Diyanet İslam Ansiklopedisinde bu konuda şu bilgilere yer verilir: “Kur’an’da mütref (refah yüzünden şımarıp azmış) (el-İsrâ 17/16), sâdât ve küberâ (liderler ve ileri gelenler) (el-Ahzâb 33/67) tabirleri de mele’ kavramına yakın mânalarda kullanılmıştır. Peygamber kıssalarının dışında iki âyette geçen “el-mele’ü’l-a‘lâ” (yüce topluluk) ifadesi (es-Sâffât 37/8; Sâd 38/69) melekler âlemi olarak yorumlanmıştır.” Bunlar sözü delil kabul edilen, dokunulmaz, masum/günahsız/yanlış yapmaz, işlerinden, sözlerinden dolayı eleştirilemez, özel koruma altında, kutsal kabul edilen kişiler bu kategoride tanımlanarak kuşanmaktaydılar.
“Kur’an’da mele’ kelimesi sahip oldukları zenginlik, soyluluk, sosyal statü gibi maddî imkânlara aldanarak hak dine ve onun peygamberine karşı mücadeleye girişen, inananlara zulüm ve baskı uygulayan inkârcı liderler hakkında zikredilmiş; bunların, bâtıl inançları ve haksız menfaat hesapları uğruna, kendilerine gönderilen peygamberlerin getirdikleri yeni inanç esasları ve değerler doğrultusunda toplumda gerçekleştirmek istedikleri değişimi engellemeye çalıştıkları vurgulanmıştır. Bazı âyetlerde kelimenin olumsuz bir anlam yüklenmeksizin “kendilerine danışılan kimseler” mânasında kullanıldığı da görülür (meselâ bk. Yûsuf 12/43; en-Neml 27/29, 32, 38). Âyetlerin çoğunda ise anılan gruplar inkârcı (el-Mü’minûn 23/33-38), kibirli (el-A‘râf 7/75, 88), zalim (el-A‘râf 7/103; Yûnus 10/83), küçümseyici (Hûd 11/27), zenginliklerinden dolayı şımarıp azgınlaşan (Yûnus 10/88; el-Kasas 28/32), inatçı (Sâd 38/6) ve alaycı (Hûd 11/38) şeklinde nitelendirilmiş, bunların atalarının bâtıl inançlarına sıkı sıkıya bağlı oldukları (el-Mü’minûn 23/24-25), peygamberi ve ona inananları tehdit ettikleri (el-A‘râf 7/88, 90) ifade edilmiştir.”
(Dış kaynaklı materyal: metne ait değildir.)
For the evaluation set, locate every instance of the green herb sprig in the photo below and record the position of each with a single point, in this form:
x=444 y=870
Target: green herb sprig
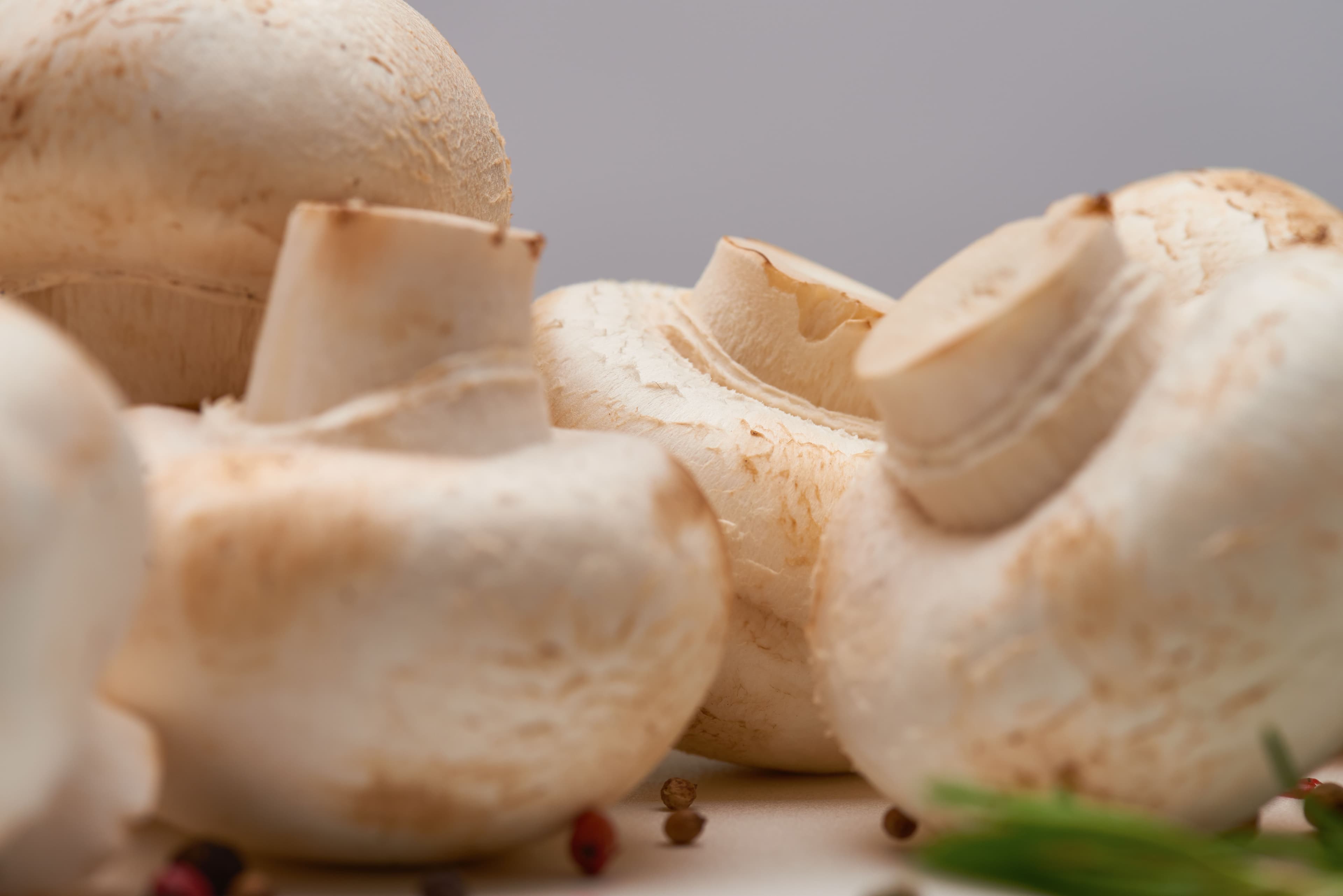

Sakın, din ve devlet büyüklerini, Allahtan başka hiçbir şeyi ve kimseyi mutlaklaştırmayalım. Onları İlah ve Rab edinmeyelim ve aklımızı da kiraya vermeyelim ki, şeytan da bizi Allah’la aldatmasın. Sözü dinleyelim, işe bakalım, doğrusuna destek olalım, yanlışına karşı çıkalım ve haksızlıklar karşısında susan dilsiz şeytanlardan olmayalım. Hakkın ve halkın gören gözü, işiten kulağı, tutan eli haykıran sesi olacağız. Bu vesile ile Kurban bayramımızın aklımızı başımıza getirmesi, dirilişimize, uyanışımıza vesile olması için Selam ve dua ile.
Merhaba çok değerli hocam. Ben de sizin gibi çok yazmak istiyorum bu tür bilgileri ama müslümanlar okumuyor. Bu müslümanlar daha kendi kitabını okumuyorlar ne yapacağız? Ben de sonuçta müslümanlar okumıyor diye kaleme almıyor. Geçen günlerde Türkiye şarbon girdi bazı köylerdr çok hayvan telef oldu bunu Küreselciler yapıyor dedim. Ama beni dinleyen olmadı.